Of course it’s true that preventing disease is less painful and less costly than treating disease. Or is it?

Take the recent New York Times article (http://www.nytimes.com/2009/10/21/health/21cancer.html) addressing mammogram and prostate cancer screening. Apparently over the last 20+ years of screening with mammograms, we have been able to discover many more breast cancers that are small, and might never have been noticed, and probably never would have progressed to the point of hurting anybody. This has given rise to alarming statistics, such as the one that breast cancer incidence has risen 40%.

We have long known that detecting prostate cancer early, especially in older men, finds many cancers that would never have caused any injury and would never have been noticed had we not screened the men. When we find cancer, we usually remove it, and for women with breast cancer this means amputation of a breast or radiation therapy, and often chemotherapy. For men with prostate cancer this means surgery on their very delicate private parts after which they often have trouble with bladder or sexual function.

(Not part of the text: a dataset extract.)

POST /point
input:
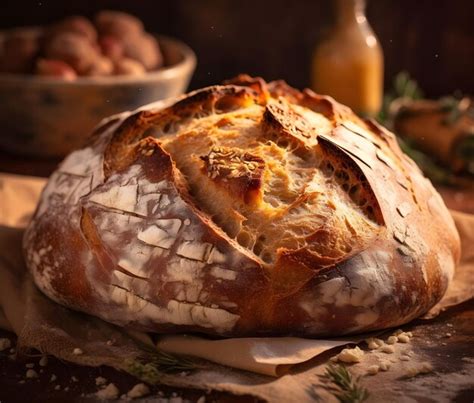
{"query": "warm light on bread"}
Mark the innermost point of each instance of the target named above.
(249, 208)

But even if mammogram screening did detect cancer early, thus protecting women from getting more serious breast cancer, which honestly it sometimes does, is it really less painful and less costly than treating the disease? Mammogram screening, it is estimated, costs about $105,000 per year of life saved if we screen women yearly starting at age 40. Because mammograms are somewhat difficult to interpret, many of those women have breast cancer scares, and all of those women get their breasts painfully smashed flat once a year. Encouraging them to get those mammograms is the job of doctors and nurses who might use that energy to provide other more life affirming activities. The focus on the breast as the seat of cancer, rather than of, say, love or courage, puts women in the position of being at war with their bodies.

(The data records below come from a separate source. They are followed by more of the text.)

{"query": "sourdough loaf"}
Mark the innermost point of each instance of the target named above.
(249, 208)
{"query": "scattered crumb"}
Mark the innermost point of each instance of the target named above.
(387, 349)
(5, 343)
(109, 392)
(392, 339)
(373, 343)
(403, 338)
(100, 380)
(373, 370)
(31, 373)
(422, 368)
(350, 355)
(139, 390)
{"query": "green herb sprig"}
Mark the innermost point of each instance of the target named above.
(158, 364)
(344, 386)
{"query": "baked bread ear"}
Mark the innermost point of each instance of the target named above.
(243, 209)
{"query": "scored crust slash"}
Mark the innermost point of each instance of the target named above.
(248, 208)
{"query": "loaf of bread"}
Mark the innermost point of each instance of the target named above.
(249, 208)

Let’s go back to the $105,000 per year of life saved. I certainly love my women friends and relatives enough to believe that a year of their life would be worth $105,000, but isn’t it possible that if we spent that money on something a little different than mammograms, we might be able to buy more than a year of life? I could support a family, for instance, for a year on $105,000.

I do know and love people who have had screening mammograms, found breast cancer, had it cured, and are now healthy. I think some of them might have died had they not had a mammogram. I am not ready to say that women shouldn’t get screening mammograms. It is, however, not necessarily accurate that preventing disease is less costly and less painful than treating it, at least in the case of breast and prostate cancer.